A team led by Cherie R. Kagan of the University of Pennsylvania developed the repair technique while working with cadmium selenide nanocrystals, one of the most intensely studied types of nanocrystals. The materials are already used in a few commercial applications. The company QD Vision, for example, has partnered with Sony to sell a CdSe-based display that produces a greater color gamut than is possible with traditional displays.

Nanocrystals are favored materials in electronics because their high surface-area-to-volume ratio enhances their reactivity. But that reactivity typically is short-lived—exposure to air and solvents leads to surface defects that ultimately impede performance. Engineers must fabricate devices with the materials under an inert atmosphere and in dry conditions, which often aren’t compatible with large-scale fabrication techniques.

Kagan’s group thought it could fix the defects with indium, a metal commonly used to dope electronic materials to improve their performance. They envisioned that the indium atoms would bind with the films’ surfaces, replacing oxygen and other molecules responsible for the defects. “If you think of a defect as a hole you have to plug,” Kagan says, “the indium comes in and fills that spot.”

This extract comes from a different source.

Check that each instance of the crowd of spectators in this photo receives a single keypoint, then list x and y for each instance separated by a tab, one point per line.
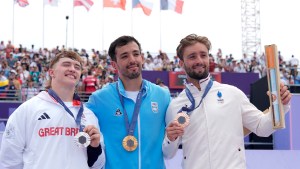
27	69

The treatment step is simple: The team evaporates indium metal in the presence of the nanocrystal thin films and then heats the films. Thin-film transistors made using CdSe and infused with indium outperformed untreated transistors in a number of electrical performance tests. For example, electron mobility in the treated films was about 50 times greater than in the untreated ones. On the basis of data from voltammetry and ultraviolet-visible spectroscopy, the researchers concluded that the indium treatment repairs the thin films by forcing oxygen and water molecules to desorb from the films’ surfaces.

Kagan says future work will include using the indium fix with more complex circuitry and using nanocrystals other than CdSe.

Prior to this work, says Dmitri V. Talapin, a nanomaterials chemist at the University of Chicago, it was unclear whether nanocrystal-based devices could move beyond a lab curiosity and into real-world applications. “This work convincingly shows that these things can operate in air,” he says.